From-First-Principles Deep Learning

Micrograd From Scratch

A teaching-first deep learning build that reconstructs reverse-mode autograd, MLPs, optimizers, schedulers, and a tiny training stack in pure Python.

Core Scope Autograd + MLP + Training

Scalar graph engine, model stack, optimizer step logic, and reproducible artifacts.

Best Benchmark Result Momentum

Best validation loss of 0.000002 on the shared tiny benchmark setup.

Engineering Intent Clarity Over Throughput

Readable internals first. This is meant to explain training mechanics, not compete with PyTorch.
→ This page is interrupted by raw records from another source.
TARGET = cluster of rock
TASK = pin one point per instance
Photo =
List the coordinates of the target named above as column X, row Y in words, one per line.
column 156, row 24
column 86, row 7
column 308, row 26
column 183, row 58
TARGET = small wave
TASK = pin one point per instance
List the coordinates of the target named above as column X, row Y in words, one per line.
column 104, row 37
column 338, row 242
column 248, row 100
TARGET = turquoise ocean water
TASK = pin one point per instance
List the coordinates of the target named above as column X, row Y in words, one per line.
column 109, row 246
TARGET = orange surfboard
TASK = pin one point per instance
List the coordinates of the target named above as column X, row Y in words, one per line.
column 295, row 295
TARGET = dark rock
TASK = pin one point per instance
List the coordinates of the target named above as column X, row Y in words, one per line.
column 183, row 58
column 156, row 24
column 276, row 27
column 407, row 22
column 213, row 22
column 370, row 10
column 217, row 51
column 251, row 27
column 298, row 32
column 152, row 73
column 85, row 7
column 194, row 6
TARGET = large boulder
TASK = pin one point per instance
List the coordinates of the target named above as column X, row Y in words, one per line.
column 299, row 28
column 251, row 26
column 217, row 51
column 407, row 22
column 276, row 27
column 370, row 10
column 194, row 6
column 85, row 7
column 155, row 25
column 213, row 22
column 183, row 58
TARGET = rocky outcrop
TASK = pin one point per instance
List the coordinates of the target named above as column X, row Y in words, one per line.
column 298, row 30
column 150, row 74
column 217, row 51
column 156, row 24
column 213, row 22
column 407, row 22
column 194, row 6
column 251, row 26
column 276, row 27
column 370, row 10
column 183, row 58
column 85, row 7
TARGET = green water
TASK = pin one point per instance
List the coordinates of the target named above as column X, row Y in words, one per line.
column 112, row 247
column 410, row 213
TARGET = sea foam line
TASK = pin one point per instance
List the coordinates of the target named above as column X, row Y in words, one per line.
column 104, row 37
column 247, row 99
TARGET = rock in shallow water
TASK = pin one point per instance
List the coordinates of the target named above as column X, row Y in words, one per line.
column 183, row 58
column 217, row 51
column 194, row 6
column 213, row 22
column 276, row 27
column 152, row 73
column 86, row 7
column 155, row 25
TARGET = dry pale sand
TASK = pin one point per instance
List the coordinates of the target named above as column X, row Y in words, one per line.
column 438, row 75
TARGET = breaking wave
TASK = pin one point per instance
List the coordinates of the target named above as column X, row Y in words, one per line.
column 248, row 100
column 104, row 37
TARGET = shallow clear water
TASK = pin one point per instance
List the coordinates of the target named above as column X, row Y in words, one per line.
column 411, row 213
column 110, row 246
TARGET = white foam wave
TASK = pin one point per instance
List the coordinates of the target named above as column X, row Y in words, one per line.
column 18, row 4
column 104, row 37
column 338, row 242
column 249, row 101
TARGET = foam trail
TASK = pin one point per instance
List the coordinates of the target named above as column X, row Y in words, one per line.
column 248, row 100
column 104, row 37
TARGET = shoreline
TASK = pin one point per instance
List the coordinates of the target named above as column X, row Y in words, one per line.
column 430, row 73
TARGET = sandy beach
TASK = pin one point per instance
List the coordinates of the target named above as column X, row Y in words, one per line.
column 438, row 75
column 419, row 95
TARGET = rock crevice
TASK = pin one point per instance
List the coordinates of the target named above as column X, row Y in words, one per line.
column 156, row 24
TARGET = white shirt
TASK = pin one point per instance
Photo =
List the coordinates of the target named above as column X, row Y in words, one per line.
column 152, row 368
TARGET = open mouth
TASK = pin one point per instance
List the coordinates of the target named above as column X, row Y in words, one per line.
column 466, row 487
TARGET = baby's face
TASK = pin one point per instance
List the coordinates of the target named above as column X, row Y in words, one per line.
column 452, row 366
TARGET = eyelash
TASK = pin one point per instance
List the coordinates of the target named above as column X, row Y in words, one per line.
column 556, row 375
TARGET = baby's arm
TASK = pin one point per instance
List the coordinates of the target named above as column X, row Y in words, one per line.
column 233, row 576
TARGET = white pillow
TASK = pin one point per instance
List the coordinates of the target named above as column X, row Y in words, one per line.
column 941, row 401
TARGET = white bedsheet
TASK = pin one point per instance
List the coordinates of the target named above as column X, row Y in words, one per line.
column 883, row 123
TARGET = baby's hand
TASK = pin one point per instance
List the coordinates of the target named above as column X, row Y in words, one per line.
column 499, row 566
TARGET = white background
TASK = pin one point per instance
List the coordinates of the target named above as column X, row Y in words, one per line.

What This Project Rebuilds

  • Scalar Value graph objects with reverse-mode backpropagation
  • Neuron, Layer, and MLP abstractions
  • SGD, Momentum, and Adam optimizers
  • Learning-rate schedulers and gradient clipping support
  • Mini-batch training, train/validation tracking, and benchmark artifact generation

Why It Matters

The point of the project is not novelty. The point is implementation-level understanding. Rebuilding the stack exposes how gradients flow, how optimizers actually update parameters, and what tradeoffs appear once you stop relying on framework internals.

Training Flow

Forward Pass
Build scalar graph
Backward Pass
Reverse-topological grad accumulation
Optimizer Step
Update parameter data
Trainer
Batching, metrics, scheduler

Optimizer Benchmark

Same dataset split, seed, architecture, and learning rate. Only the optimizer changes.

Read benchmark notes
Optimizer convergence comparison plot
Optimizer Final Train Loss Final Val Loss Best Val Loss Best Epoch
SGD 0.010457 3.068415 0.773429 1
Momentum 0.000223 0.000002 0.000002 41
Adam 0.000408 0.002925 0.002925 60

Design Tradeoffs

  • Scalar-level autograd keeps internals visible but makes training slow.
  • Small abstractions keep the code readable for learning and interview discussion.
  • The benchmark is intentionally tiny, so its results should be interpreted as educational, not general.

Limitations

  • No tensor backend, GPU support, mixed precision, or serious throughput story.
  • Numerical stability is limited compared with mature frameworks.
  • This is a proof-of-understanding artifact, not a production training library.